Listed Building – Grade II
- Official name: Town Hall
- Designated: 12 February 1985
- Reference no.: 1303483

= Newbrough Town Hall =

Municipal building in Newbrough, Northumberland, England

Newbrough Town Hall is a municipal building in Stanegate in Newbrough, Northumberland, England. The building, which is used as a community events venue, is a Grade II listed building.

==History==
The building was commissioned by Jane Todd of Newbrough Park as a gift to the people of Newbrough: she had inherited some money from her father, Nicholas Todd, who had been the proprietor of the Stonecroft Lead Mine Company until he died in 1863. the site she chose for the building was open land on the opposite side of Stanegate to her own estate.

The foundation stone for the new building was laid by Jane Todd in 1876. It was designed in the Italianate style, built in ashlar stone and was officially opened by William Benson of Allendale Hall on 25 April 1878. The design involved a symmetrical main frontage with three bays facing onto Stanegate. The central bay, which slightly projected forward, featured a doorway flanked by Tuscan order pilasters supporting an entablature and the foundation stone, with a sash window with an architrave on the first floor. The outer bays were fenestrated by pairs of round headed windows with architraves and keystones on the ground floor, and by pairs of square headed sash windows with architraves on the first floor. At roof level, there was a parapet, broken by a central panel which contained a clock and was surmounted by a pediment with an acroterion. Internally, the principal room was the main assembly hall which stretched out to the rear.

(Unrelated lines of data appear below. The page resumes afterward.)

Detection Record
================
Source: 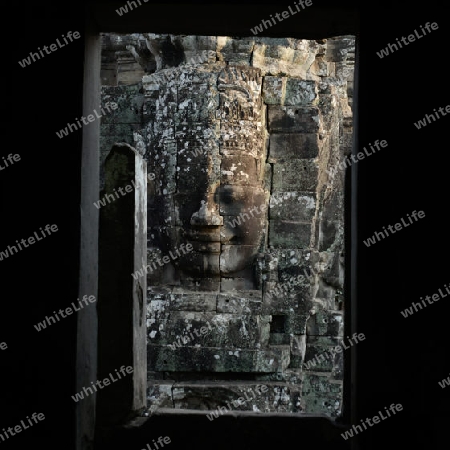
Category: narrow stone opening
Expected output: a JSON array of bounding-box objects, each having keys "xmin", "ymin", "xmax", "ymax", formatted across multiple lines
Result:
[{"xmin": 100, "ymin": 33, "xmax": 355, "ymax": 417}]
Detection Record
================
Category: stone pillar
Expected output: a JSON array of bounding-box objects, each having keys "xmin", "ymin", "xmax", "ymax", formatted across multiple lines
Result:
[{"xmin": 97, "ymin": 143, "xmax": 147, "ymax": 425}]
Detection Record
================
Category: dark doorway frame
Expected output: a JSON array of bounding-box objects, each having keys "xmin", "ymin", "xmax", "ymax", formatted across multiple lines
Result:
[{"xmin": 76, "ymin": 0, "xmax": 359, "ymax": 450}]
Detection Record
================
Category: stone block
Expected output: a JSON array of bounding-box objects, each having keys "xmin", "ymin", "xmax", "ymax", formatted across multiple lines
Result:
[
  {"xmin": 101, "ymin": 83, "xmax": 145, "ymax": 124},
  {"xmin": 269, "ymin": 192, "xmax": 316, "ymax": 222},
  {"xmin": 170, "ymin": 292, "xmax": 217, "ymax": 312},
  {"xmin": 273, "ymin": 159, "xmax": 318, "ymax": 192},
  {"xmin": 269, "ymin": 220, "xmax": 311, "ymax": 249},
  {"xmin": 217, "ymin": 290, "xmax": 262, "ymax": 315},
  {"xmin": 307, "ymin": 307, "xmax": 344, "ymax": 337},
  {"xmin": 283, "ymin": 78, "xmax": 318, "ymax": 106},
  {"xmin": 302, "ymin": 374, "xmax": 343, "ymax": 417},
  {"xmin": 268, "ymin": 133, "xmax": 319, "ymax": 163},
  {"xmin": 148, "ymin": 345, "xmax": 289, "ymax": 373},
  {"xmin": 268, "ymin": 105, "xmax": 320, "ymax": 133}
]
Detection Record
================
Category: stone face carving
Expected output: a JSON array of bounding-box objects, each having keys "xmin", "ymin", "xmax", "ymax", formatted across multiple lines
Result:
[
  {"xmin": 102, "ymin": 34, "xmax": 354, "ymax": 417},
  {"xmin": 143, "ymin": 64, "xmax": 269, "ymax": 291}
]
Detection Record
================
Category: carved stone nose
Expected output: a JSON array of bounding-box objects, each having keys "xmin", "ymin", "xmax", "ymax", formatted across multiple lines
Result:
[{"xmin": 191, "ymin": 198, "xmax": 223, "ymax": 227}]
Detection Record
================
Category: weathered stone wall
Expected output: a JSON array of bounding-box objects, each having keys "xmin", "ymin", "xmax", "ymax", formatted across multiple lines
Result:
[{"xmin": 101, "ymin": 34, "xmax": 354, "ymax": 417}]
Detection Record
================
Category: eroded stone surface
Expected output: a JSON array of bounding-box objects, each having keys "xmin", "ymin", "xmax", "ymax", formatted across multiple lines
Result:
[{"xmin": 101, "ymin": 33, "xmax": 354, "ymax": 417}]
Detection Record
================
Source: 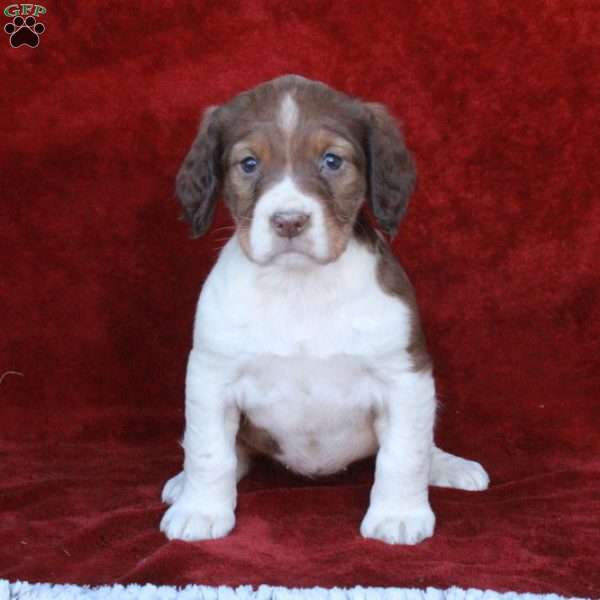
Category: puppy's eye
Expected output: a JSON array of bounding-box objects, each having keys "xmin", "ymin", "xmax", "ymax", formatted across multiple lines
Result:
[
  {"xmin": 321, "ymin": 152, "xmax": 344, "ymax": 171},
  {"xmin": 240, "ymin": 156, "xmax": 258, "ymax": 173}
]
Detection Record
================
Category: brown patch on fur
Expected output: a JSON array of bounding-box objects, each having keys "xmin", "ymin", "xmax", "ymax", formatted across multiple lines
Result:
[
  {"xmin": 237, "ymin": 415, "xmax": 281, "ymax": 457},
  {"xmin": 354, "ymin": 213, "xmax": 432, "ymax": 372}
]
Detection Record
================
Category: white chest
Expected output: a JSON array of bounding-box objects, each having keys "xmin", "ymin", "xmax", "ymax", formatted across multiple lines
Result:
[{"xmin": 194, "ymin": 237, "xmax": 410, "ymax": 475}]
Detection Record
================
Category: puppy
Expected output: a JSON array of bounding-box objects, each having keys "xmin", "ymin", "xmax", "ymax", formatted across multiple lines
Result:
[{"xmin": 161, "ymin": 75, "xmax": 488, "ymax": 544}]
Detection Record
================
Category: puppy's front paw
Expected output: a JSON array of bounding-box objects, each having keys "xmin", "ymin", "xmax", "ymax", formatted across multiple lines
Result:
[
  {"xmin": 160, "ymin": 502, "xmax": 235, "ymax": 542},
  {"xmin": 429, "ymin": 452, "xmax": 490, "ymax": 492},
  {"xmin": 161, "ymin": 471, "xmax": 185, "ymax": 504},
  {"xmin": 360, "ymin": 505, "xmax": 435, "ymax": 545}
]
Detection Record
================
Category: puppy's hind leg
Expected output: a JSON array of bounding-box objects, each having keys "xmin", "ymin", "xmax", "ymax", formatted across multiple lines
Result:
[
  {"xmin": 429, "ymin": 446, "xmax": 490, "ymax": 492},
  {"xmin": 235, "ymin": 440, "xmax": 252, "ymax": 483}
]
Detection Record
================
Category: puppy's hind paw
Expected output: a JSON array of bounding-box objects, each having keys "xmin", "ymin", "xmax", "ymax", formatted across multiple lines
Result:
[
  {"xmin": 161, "ymin": 471, "xmax": 185, "ymax": 504},
  {"xmin": 429, "ymin": 448, "xmax": 490, "ymax": 492},
  {"xmin": 160, "ymin": 503, "xmax": 235, "ymax": 542}
]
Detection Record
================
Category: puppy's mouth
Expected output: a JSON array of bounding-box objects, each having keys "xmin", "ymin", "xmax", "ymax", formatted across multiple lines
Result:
[{"xmin": 242, "ymin": 238, "xmax": 331, "ymax": 268}]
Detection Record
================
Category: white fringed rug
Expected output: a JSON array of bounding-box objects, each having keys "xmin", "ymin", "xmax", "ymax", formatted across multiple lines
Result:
[{"xmin": 0, "ymin": 579, "xmax": 584, "ymax": 600}]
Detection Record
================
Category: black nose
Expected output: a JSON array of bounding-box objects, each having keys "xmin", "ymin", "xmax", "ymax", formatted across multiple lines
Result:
[{"xmin": 271, "ymin": 210, "xmax": 310, "ymax": 238}]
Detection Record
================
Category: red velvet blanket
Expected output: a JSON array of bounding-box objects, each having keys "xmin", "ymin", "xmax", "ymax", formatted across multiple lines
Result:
[{"xmin": 0, "ymin": 0, "xmax": 600, "ymax": 596}]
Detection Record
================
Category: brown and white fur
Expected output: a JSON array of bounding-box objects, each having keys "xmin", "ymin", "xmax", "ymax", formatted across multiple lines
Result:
[{"xmin": 161, "ymin": 76, "xmax": 488, "ymax": 544}]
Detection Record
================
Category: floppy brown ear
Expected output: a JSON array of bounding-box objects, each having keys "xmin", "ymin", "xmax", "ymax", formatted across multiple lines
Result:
[
  {"xmin": 176, "ymin": 106, "xmax": 221, "ymax": 237},
  {"xmin": 366, "ymin": 103, "xmax": 417, "ymax": 236}
]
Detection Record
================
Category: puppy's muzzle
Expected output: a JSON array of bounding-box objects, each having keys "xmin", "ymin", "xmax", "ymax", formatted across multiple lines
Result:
[{"xmin": 271, "ymin": 210, "xmax": 310, "ymax": 239}]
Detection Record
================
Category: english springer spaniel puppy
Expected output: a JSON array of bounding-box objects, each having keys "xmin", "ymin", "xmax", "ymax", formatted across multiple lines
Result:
[{"xmin": 161, "ymin": 75, "xmax": 488, "ymax": 544}]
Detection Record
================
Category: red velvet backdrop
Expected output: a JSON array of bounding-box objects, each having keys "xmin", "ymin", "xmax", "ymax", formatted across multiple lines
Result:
[{"xmin": 0, "ymin": 0, "xmax": 600, "ymax": 596}]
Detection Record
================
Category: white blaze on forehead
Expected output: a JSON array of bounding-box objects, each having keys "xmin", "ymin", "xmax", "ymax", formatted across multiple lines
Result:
[
  {"xmin": 277, "ymin": 94, "xmax": 298, "ymax": 132},
  {"xmin": 249, "ymin": 176, "xmax": 329, "ymax": 262}
]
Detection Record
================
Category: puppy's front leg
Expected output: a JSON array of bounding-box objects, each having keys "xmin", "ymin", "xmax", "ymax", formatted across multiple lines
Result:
[
  {"xmin": 160, "ymin": 350, "xmax": 239, "ymax": 541},
  {"xmin": 360, "ymin": 372, "xmax": 435, "ymax": 544}
]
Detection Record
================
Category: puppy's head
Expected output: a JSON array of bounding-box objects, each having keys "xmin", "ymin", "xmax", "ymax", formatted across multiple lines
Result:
[{"xmin": 177, "ymin": 75, "xmax": 415, "ymax": 264}]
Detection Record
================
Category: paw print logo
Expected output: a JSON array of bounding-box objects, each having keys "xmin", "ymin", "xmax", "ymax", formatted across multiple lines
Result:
[{"xmin": 4, "ymin": 16, "xmax": 46, "ymax": 48}]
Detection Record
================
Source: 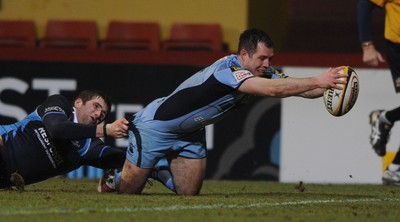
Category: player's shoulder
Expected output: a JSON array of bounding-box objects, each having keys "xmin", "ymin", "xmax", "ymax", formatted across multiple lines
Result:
[{"xmin": 37, "ymin": 94, "xmax": 72, "ymax": 114}]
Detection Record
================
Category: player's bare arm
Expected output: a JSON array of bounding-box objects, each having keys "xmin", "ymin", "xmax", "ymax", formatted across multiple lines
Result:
[
  {"xmin": 239, "ymin": 66, "xmax": 347, "ymax": 98},
  {"xmin": 96, "ymin": 118, "xmax": 129, "ymax": 138}
]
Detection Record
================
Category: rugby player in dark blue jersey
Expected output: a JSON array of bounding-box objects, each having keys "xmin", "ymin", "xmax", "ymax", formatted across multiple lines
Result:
[
  {"xmin": 98, "ymin": 29, "xmax": 346, "ymax": 195},
  {"xmin": 0, "ymin": 90, "xmax": 128, "ymax": 189}
]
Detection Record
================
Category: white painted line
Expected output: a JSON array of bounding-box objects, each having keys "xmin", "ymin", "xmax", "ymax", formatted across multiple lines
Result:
[{"xmin": 0, "ymin": 198, "xmax": 400, "ymax": 216}]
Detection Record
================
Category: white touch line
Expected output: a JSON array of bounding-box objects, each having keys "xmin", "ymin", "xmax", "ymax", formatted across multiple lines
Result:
[{"xmin": 0, "ymin": 198, "xmax": 400, "ymax": 216}]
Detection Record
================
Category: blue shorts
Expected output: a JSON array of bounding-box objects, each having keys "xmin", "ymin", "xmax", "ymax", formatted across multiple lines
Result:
[{"xmin": 126, "ymin": 118, "xmax": 207, "ymax": 169}]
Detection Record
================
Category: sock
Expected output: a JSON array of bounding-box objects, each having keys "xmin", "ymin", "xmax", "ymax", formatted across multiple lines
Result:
[
  {"xmin": 114, "ymin": 169, "xmax": 121, "ymax": 191},
  {"xmin": 385, "ymin": 106, "xmax": 400, "ymax": 123}
]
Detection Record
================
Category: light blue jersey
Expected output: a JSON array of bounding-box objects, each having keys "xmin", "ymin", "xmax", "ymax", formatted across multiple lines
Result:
[
  {"xmin": 137, "ymin": 55, "xmax": 253, "ymax": 133},
  {"xmin": 127, "ymin": 55, "xmax": 282, "ymax": 169}
]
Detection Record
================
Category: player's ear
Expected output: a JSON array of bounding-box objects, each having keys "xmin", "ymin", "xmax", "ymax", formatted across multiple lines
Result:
[
  {"xmin": 74, "ymin": 98, "xmax": 83, "ymax": 107},
  {"xmin": 239, "ymin": 49, "xmax": 249, "ymax": 61}
]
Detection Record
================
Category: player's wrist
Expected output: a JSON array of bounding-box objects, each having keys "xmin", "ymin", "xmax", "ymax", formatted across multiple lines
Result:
[
  {"xmin": 361, "ymin": 41, "xmax": 374, "ymax": 50},
  {"xmin": 103, "ymin": 124, "xmax": 108, "ymax": 136}
]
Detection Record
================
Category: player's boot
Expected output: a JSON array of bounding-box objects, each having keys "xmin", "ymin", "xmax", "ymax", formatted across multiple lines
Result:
[
  {"xmin": 97, "ymin": 170, "xmax": 116, "ymax": 193},
  {"xmin": 382, "ymin": 170, "xmax": 400, "ymax": 185},
  {"xmin": 369, "ymin": 110, "xmax": 393, "ymax": 156}
]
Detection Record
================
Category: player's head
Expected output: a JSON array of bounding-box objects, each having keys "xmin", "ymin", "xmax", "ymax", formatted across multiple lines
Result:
[
  {"xmin": 238, "ymin": 29, "xmax": 274, "ymax": 76},
  {"xmin": 74, "ymin": 90, "xmax": 111, "ymax": 124}
]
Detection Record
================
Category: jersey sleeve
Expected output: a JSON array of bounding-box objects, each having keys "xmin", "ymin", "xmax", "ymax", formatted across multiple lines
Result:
[
  {"xmin": 37, "ymin": 95, "xmax": 96, "ymax": 140},
  {"xmin": 81, "ymin": 138, "xmax": 126, "ymax": 169},
  {"xmin": 214, "ymin": 66, "xmax": 254, "ymax": 89}
]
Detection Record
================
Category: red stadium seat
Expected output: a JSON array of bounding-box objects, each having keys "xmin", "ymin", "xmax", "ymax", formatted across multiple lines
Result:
[
  {"xmin": 100, "ymin": 21, "xmax": 160, "ymax": 51},
  {"xmin": 0, "ymin": 20, "xmax": 36, "ymax": 48},
  {"xmin": 163, "ymin": 23, "xmax": 223, "ymax": 52},
  {"xmin": 40, "ymin": 20, "xmax": 98, "ymax": 49}
]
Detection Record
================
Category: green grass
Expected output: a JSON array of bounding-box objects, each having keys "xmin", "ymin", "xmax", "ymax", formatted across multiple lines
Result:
[{"xmin": 0, "ymin": 178, "xmax": 400, "ymax": 222}]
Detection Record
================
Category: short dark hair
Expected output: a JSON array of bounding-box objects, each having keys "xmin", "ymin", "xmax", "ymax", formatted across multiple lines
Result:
[
  {"xmin": 238, "ymin": 28, "xmax": 274, "ymax": 56},
  {"xmin": 75, "ymin": 90, "xmax": 112, "ymax": 119}
]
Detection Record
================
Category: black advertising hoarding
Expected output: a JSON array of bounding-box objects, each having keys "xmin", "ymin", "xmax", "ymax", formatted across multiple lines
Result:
[{"xmin": 0, "ymin": 61, "xmax": 281, "ymax": 180}]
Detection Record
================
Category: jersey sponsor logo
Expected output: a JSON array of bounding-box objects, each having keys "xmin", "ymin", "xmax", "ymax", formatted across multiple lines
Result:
[
  {"xmin": 233, "ymin": 70, "xmax": 253, "ymax": 82},
  {"xmin": 44, "ymin": 106, "xmax": 65, "ymax": 113},
  {"xmin": 34, "ymin": 127, "xmax": 64, "ymax": 168},
  {"xmin": 231, "ymin": 66, "xmax": 243, "ymax": 72}
]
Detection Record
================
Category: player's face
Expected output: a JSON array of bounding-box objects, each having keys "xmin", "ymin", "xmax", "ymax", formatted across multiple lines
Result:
[
  {"xmin": 241, "ymin": 42, "xmax": 274, "ymax": 76},
  {"xmin": 75, "ymin": 97, "xmax": 108, "ymax": 124}
]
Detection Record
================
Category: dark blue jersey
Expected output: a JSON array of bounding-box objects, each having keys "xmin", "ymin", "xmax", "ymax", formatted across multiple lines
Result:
[{"xmin": 0, "ymin": 95, "xmax": 125, "ymax": 187}]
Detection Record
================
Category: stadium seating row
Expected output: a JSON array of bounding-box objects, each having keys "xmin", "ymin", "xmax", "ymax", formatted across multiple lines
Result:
[{"xmin": 0, "ymin": 20, "xmax": 226, "ymax": 52}]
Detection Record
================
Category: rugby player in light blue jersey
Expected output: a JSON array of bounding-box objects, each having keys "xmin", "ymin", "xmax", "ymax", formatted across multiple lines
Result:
[{"xmin": 98, "ymin": 29, "xmax": 346, "ymax": 195}]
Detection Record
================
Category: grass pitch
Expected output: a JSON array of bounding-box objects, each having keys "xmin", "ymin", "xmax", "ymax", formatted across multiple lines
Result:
[{"xmin": 0, "ymin": 178, "xmax": 400, "ymax": 222}]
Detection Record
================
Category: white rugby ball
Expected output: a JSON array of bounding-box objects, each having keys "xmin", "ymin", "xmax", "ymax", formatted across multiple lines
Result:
[{"xmin": 323, "ymin": 66, "xmax": 360, "ymax": 116}]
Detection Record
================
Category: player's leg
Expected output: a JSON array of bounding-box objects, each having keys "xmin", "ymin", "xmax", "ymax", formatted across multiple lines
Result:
[
  {"xmin": 369, "ymin": 110, "xmax": 393, "ymax": 156},
  {"xmin": 116, "ymin": 160, "xmax": 151, "ymax": 194},
  {"xmin": 170, "ymin": 156, "xmax": 207, "ymax": 196},
  {"xmin": 382, "ymin": 149, "xmax": 400, "ymax": 185},
  {"xmin": 386, "ymin": 40, "xmax": 400, "ymax": 93},
  {"xmin": 151, "ymin": 157, "xmax": 176, "ymax": 192}
]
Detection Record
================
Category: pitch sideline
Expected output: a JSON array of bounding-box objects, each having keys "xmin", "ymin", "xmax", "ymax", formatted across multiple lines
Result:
[{"xmin": 0, "ymin": 198, "xmax": 400, "ymax": 216}]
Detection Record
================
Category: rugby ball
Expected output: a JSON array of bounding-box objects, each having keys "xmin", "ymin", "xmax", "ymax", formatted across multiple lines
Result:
[{"xmin": 323, "ymin": 66, "xmax": 360, "ymax": 116}]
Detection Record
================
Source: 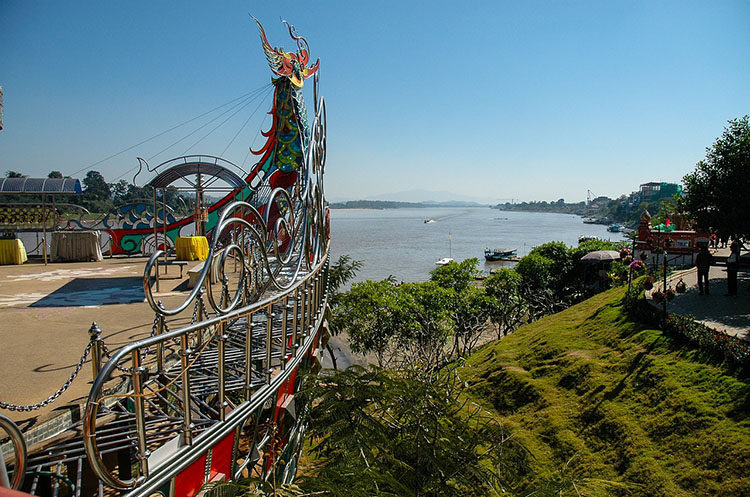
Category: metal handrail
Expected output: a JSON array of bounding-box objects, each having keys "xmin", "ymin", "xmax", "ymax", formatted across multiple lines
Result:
[
  {"xmin": 0, "ymin": 414, "xmax": 27, "ymax": 490},
  {"xmin": 83, "ymin": 251, "xmax": 328, "ymax": 490}
]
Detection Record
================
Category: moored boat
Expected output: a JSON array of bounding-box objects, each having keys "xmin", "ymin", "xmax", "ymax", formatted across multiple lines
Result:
[{"xmin": 484, "ymin": 248, "xmax": 518, "ymax": 261}]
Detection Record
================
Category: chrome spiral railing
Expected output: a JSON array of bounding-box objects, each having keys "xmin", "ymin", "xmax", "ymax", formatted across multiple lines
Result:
[
  {"xmin": 83, "ymin": 254, "xmax": 328, "ymax": 492},
  {"xmin": 0, "ymin": 414, "xmax": 27, "ymax": 490},
  {"xmin": 78, "ymin": 99, "xmax": 329, "ymax": 495}
]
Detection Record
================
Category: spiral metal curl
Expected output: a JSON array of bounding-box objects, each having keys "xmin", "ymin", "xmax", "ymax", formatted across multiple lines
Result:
[{"xmin": 143, "ymin": 98, "xmax": 328, "ymax": 316}]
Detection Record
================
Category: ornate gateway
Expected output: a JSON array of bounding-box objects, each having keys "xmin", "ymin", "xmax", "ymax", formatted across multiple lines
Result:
[{"xmin": 0, "ymin": 19, "xmax": 329, "ymax": 497}]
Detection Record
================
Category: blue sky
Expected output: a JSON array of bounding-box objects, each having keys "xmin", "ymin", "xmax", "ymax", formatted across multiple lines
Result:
[{"xmin": 0, "ymin": 0, "xmax": 750, "ymax": 201}]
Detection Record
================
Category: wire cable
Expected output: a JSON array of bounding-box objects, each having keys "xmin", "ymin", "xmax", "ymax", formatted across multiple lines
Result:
[
  {"xmin": 219, "ymin": 84, "xmax": 268, "ymax": 157},
  {"xmin": 182, "ymin": 84, "xmax": 270, "ymax": 155},
  {"xmin": 70, "ymin": 83, "xmax": 273, "ymax": 179}
]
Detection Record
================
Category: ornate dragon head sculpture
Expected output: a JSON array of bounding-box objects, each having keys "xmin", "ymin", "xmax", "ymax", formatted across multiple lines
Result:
[{"xmin": 253, "ymin": 17, "xmax": 320, "ymax": 88}]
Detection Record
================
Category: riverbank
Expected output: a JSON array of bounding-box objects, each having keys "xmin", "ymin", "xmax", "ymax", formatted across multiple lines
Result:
[{"xmin": 462, "ymin": 288, "xmax": 750, "ymax": 497}]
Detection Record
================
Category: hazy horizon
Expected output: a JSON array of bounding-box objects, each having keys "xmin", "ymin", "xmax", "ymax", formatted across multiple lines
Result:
[{"xmin": 0, "ymin": 0, "xmax": 750, "ymax": 202}]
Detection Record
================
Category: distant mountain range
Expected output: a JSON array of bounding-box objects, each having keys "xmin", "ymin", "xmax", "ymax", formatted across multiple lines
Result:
[
  {"xmin": 330, "ymin": 200, "xmax": 489, "ymax": 209},
  {"xmin": 329, "ymin": 189, "xmax": 510, "ymax": 207}
]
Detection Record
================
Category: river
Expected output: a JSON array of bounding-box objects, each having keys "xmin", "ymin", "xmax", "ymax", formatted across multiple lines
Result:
[{"xmin": 331, "ymin": 207, "xmax": 623, "ymax": 282}]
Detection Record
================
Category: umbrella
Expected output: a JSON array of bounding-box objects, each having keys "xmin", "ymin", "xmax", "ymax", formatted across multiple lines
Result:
[{"xmin": 581, "ymin": 250, "xmax": 620, "ymax": 262}]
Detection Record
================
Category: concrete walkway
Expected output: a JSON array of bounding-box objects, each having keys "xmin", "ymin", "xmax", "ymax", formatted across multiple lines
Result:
[
  {"xmin": 656, "ymin": 250, "xmax": 750, "ymax": 340},
  {"xmin": 0, "ymin": 257, "xmax": 197, "ymax": 435}
]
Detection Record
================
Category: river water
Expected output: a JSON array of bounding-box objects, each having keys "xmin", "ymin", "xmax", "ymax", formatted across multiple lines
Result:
[{"xmin": 331, "ymin": 207, "xmax": 623, "ymax": 282}]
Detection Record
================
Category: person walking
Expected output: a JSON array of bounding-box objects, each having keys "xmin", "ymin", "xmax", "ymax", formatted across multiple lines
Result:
[
  {"xmin": 727, "ymin": 240, "xmax": 740, "ymax": 295},
  {"xmin": 695, "ymin": 245, "xmax": 714, "ymax": 295}
]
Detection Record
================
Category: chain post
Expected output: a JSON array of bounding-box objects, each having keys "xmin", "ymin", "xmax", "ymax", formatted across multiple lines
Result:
[
  {"xmin": 281, "ymin": 294, "xmax": 289, "ymax": 369},
  {"xmin": 132, "ymin": 349, "xmax": 151, "ymax": 476},
  {"xmin": 292, "ymin": 288, "xmax": 299, "ymax": 348},
  {"xmin": 179, "ymin": 331, "xmax": 194, "ymax": 445},
  {"xmin": 153, "ymin": 300, "xmax": 165, "ymax": 373},
  {"xmin": 217, "ymin": 321, "xmax": 229, "ymax": 421},
  {"xmin": 195, "ymin": 283, "xmax": 210, "ymax": 349},
  {"xmin": 266, "ymin": 304, "xmax": 274, "ymax": 384},
  {"xmin": 89, "ymin": 321, "xmax": 103, "ymax": 379}
]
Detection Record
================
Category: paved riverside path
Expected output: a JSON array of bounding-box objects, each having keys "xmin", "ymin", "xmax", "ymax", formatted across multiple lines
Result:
[
  {"xmin": 0, "ymin": 257, "xmax": 197, "ymax": 435},
  {"xmin": 657, "ymin": 249, "xmax": 750, "ymax": 340}
]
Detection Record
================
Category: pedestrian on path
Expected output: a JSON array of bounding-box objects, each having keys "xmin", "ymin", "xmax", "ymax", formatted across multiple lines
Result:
[
  {"xmin": 727, "ymin": 240, "xmax": 740, "ymax": 295},
  {"xmin": 695, "ymin": 245, "xmax": 714, "ymax": 295}
]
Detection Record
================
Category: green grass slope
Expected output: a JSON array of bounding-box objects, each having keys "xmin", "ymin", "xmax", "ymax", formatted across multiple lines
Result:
[{"xmin": 462, "ymin": 289, "xmax": 750, "ymax": 497}]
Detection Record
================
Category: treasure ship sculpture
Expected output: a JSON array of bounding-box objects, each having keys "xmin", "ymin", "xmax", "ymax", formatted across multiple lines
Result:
[{"xmin": 0, "ymin": 20, "xmax": 329, "ymax": 497}]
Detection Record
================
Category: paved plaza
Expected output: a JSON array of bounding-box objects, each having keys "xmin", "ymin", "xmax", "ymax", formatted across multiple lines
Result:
[{"xmin": 0, "ymin": 257, "xmax": 198, "ymax": 430}]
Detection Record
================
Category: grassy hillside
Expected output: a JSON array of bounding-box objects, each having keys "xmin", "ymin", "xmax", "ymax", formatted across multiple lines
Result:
[{"xmin": 463, "ymin": 289, "xmax": 750, "ymax": 497}]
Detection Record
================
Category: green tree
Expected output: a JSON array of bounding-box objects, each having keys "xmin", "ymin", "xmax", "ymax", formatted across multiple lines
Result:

A memorial, in the form of a simple cross designed and sculpted by Beattie & Co of Carlisle and intended to commemorate the lives of local service personnel who had died in the First World War, was unveiled to the immediate west of the town hall in 1920. During the Second World War, a local sailor, Andrew Charlton, was presented with a stainless steel watch at the town hall to commemorate his role as a stoker on board the cruiser, , at the Battle of the River Plate, during which the German heavy cruiser was scuttled in December 1939.

The roof of the building and the caretaker's flat were badly damaged in a serious fire in 1950 but repaired the following year. The adjacent building to the east, which had been funded by public subscription as a mechanics institute in 1848 and enlarged in 1890, and which had then been given to the local Women's Institute in 1948, was presented to the town hall management committee in 1997. An extensive programme of refurbishment works, funded in part by the Millennium Commission, was carried out at both the town hall and the Women's Institute building in 1998. The Women's Institute building was converted into a hostel for tourists and cyclists known as "the Bunkhouse" in 2016, and a concert was held at the town hall to celebrate its 140th anniversary in November 2018.